L’accent était clairement mis sur la résilience : les actions qui peuvent traverser un ralentissement économique et/ou qui ont la capacité de véhiculer des prix plus élevés.

Le choix de Murray s’est porté sur le géant des matériaux de construction James Hardie. Alors qu’un cyclique battu qui a fait face à d’importantes pressions sur les coûts peut sembler un choix étrange, il dit que la demande doit être soutenue par le fait que le parc immobilier américain est trop faible et vieillissant. Et James Hardie est si doué pour faire monter les prix que ses marges ont augmenté malgré les pressions inflationnistes.

L’idée d’Allfrey était Carsales. Bien qu’elle ait également un pouvoir de tarification (grâce à un modèle de tarification dynamique), il dit que l’entreprise fait une incursion intéressante dans les voitures d’occasion (avec le soutien d’un partenaire). Il apprécie également l’expansion prudente mais potentiellement lucrative qu’elle réalise sur le marché automobile américain, où les taux de pénétration de la publicité numérique sont inférieurs à ceux de l’Australie.

King aime Woodside. Non seulement il a un vent arrière sur les prix des matières premières, mais il pense qu’il peut surpasser les synergies attendues de sa récente fusion avec la division pétrolière de BHP, ce qui lui donnera éventuellement le potentiel de rachats et de dividendes spéciaux.

Kourtis est un grand partisan d’Ampol, affirmant qu’il a une configuration qu’il a rarement vue; non seulement elle possède l’une des deux dernières raffineries de pétrole restantes en Australie, mais elle bénéficie également du soutien du gouvernement fédéral qui soutient efficacement la rentabilité de la raffinerie.
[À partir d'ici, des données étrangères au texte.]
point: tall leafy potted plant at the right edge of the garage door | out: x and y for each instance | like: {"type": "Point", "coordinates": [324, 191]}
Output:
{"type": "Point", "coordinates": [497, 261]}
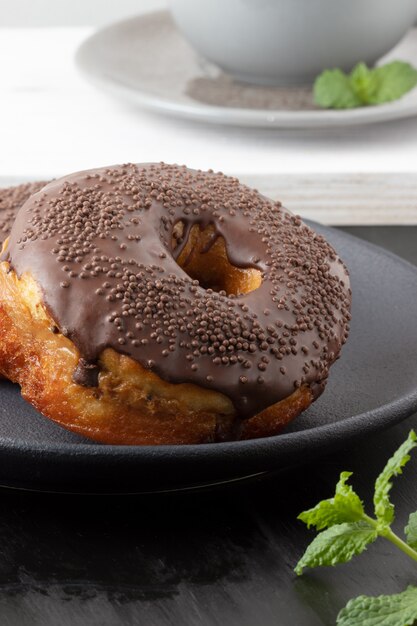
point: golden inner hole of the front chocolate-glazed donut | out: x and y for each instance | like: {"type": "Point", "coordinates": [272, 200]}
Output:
{"type": "Point", "coordinates": [204, 258]}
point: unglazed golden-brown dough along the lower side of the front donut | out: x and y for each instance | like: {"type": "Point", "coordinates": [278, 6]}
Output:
{"type": "Point", "coordinates": [131, 405]}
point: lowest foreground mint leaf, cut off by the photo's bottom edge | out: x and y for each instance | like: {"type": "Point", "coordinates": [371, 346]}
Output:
{"type": "Point", "coordinates": [396, 610]}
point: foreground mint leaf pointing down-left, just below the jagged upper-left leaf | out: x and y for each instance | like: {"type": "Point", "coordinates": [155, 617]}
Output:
{"type": "Point", "coordinates": [337, 544]}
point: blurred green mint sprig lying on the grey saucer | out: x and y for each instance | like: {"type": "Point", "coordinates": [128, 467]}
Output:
{"type": "Point", "coordinates": [334, 89]}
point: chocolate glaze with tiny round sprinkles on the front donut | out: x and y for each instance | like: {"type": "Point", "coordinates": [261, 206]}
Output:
{"type": "Point", "coordinates": [99, 244]}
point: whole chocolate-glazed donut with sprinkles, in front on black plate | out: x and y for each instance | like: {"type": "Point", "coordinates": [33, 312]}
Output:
{"type": "Point", "coordinates": [153, 304]}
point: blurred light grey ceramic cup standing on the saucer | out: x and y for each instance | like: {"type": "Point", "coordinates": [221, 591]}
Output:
{"type": "Point", "coordinates": [274, 42]}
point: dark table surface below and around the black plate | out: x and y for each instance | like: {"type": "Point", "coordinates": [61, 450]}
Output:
{"type": "Point", "coordinates": [222, 557]}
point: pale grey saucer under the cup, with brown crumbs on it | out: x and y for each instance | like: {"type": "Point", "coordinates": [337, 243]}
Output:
{"type": "Point", "coordinates": [145, 61]}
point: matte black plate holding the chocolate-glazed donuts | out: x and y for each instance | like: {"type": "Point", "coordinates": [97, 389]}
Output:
{"type": "Point", "coordinates": [372, 386]}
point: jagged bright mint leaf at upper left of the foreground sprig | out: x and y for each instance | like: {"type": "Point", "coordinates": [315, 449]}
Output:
{"type": "Point", "coordinates": [345, 506]}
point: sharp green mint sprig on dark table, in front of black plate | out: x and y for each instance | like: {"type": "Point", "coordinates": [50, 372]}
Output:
{"type": "Point", "coordinates": [347, 530]}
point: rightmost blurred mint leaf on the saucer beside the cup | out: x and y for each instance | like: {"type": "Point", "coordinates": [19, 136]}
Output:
{"type": "Point", "coordinates": [394, 80]}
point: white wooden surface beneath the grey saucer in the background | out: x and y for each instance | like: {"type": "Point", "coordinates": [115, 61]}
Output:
{"type": "Point", "coordinates": [52, 122]}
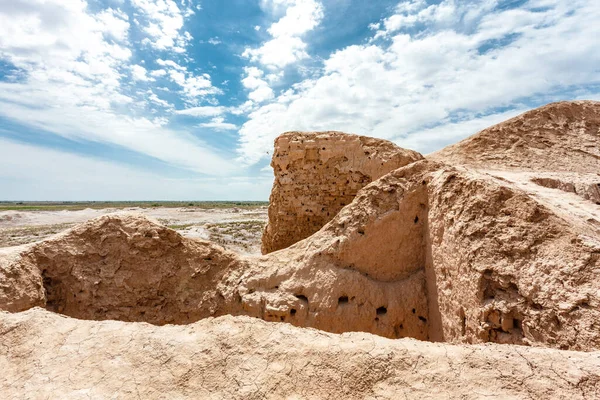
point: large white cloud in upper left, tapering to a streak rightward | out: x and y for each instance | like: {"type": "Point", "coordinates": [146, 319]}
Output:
{"type": "Point", "coordinates": [71, 72]}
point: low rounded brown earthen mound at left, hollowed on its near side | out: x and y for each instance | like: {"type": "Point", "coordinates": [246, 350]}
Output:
{"type": "Point", "coordinates": [119, 266]}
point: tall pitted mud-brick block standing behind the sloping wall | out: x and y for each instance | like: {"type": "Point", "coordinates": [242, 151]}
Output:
{"type": "Point", "coordinates": [317, 174]}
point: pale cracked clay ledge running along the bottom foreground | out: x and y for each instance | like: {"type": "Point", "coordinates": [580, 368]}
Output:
{"type": "Point", "coordinates": [44, 355]}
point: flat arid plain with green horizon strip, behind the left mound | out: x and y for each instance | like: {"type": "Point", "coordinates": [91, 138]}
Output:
{"type": "Point", "coordinates": [235, 225]}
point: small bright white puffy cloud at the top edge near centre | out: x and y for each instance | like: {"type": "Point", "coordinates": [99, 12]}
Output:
{"type": "Point", "coordinates": [286, 45]}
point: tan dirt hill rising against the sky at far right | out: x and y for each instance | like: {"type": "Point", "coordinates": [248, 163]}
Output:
{"type": "Point", "coordinates": [562, 136]}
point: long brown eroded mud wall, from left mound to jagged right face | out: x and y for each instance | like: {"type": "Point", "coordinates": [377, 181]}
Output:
{"type": "Point", "coordinates": [429, 251]}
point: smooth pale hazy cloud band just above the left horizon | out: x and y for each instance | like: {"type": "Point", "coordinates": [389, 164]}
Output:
{"type": "Point", "coordinates": [33, 173]}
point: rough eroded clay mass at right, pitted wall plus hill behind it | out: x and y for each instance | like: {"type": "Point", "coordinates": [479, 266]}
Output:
{"type": "Point", "coordinates": [522, 213]}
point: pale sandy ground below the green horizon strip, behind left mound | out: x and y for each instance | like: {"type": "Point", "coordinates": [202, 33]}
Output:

“Ce n’est plus une raffinerie, c’est une infrastructure privilégiée et irremplaçable”, dit-il.

Liu aime le groupe Johns Lyng, qui tire la majeure partie de ses revenus des travaux de construction pour le secteur des assurances.

Non seulement il a un pouvoir de fixation des prix (les entrepreneurs répercutent essentiellement les coûts sur les assureurs), mais le changement climatique signifie un niveau de demande stable quelles que soient les conditions économiques. “C’est une action de fond de tiroir”, dit-elle.